Why does Period Poverty still exist in 2019?

The issue of Period Poverty has been picked up by many campaigners who are pushing to eradicate the financial barriers between girls and menstruation. In fact, according to Plan International UK, a dedicated children’s charity, one in every ten teenage girls will have experienced the problem of not being able to afford sanitary products. So, let’s talk about exactly why young girls need to be growing up in a world free of period poverty.

Period poverty: what is it?

Period poverty

To define period poverty, it is having the financial inability to afford sanitary products. However, it can also refer to having a lack of knowledge about menstruation. Governments have come under fire for matters such as the tampon tax, which is thought to contribute to period poverty.

Tampon tax refers to the profits from the VAT charge of 5% applied to sanitary products and while this might be significantly less than the standard 20% VAT which applies to a whole host of other products, there is still dispute over whether we should be paying tax duties on these products at all.

A couple of retailers have swallowed the tax and a Tampon Tax Fund has been set up to support certain women’s charities, but that hasn’t changed the fact that many girls are growing up in a climate where they can’t afford these essential items.

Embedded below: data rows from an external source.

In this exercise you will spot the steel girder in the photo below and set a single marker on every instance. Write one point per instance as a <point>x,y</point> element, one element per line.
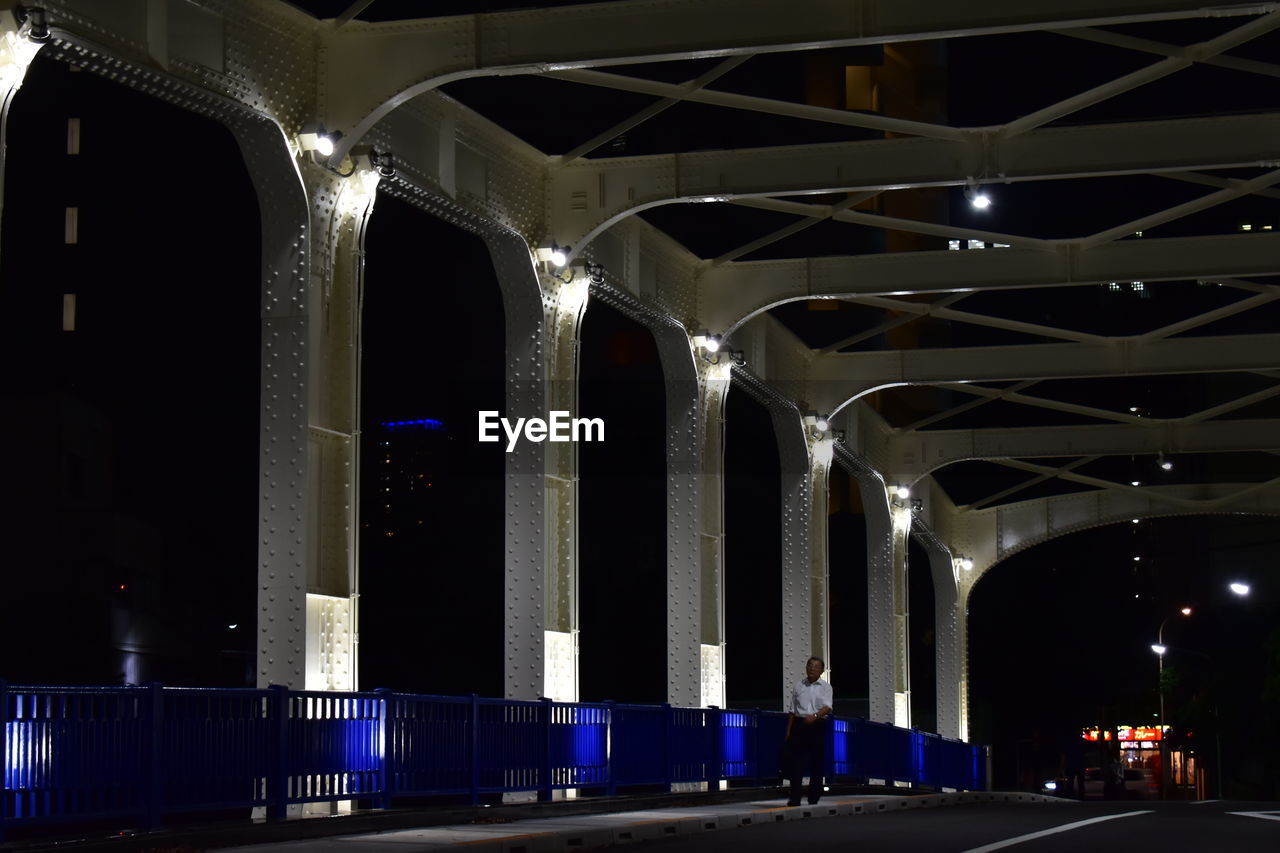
<point>732,293</point>
<point>912,455</point>
<point>417,55</point>
<point>835,381</point>
<point>589,196</point>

The effects of period poverty on young women


Girls on average get the first period signs at twelve years old, however, from the age of eight, they can start. Not all young girls are fortunate enough to be able to add sanitary products onto their parents’ weekly shop and this has left many without access to sanitary items. With many girls not having the money to afford such items, wondering, “When will I get my first period?” may be an extremely stressful thought.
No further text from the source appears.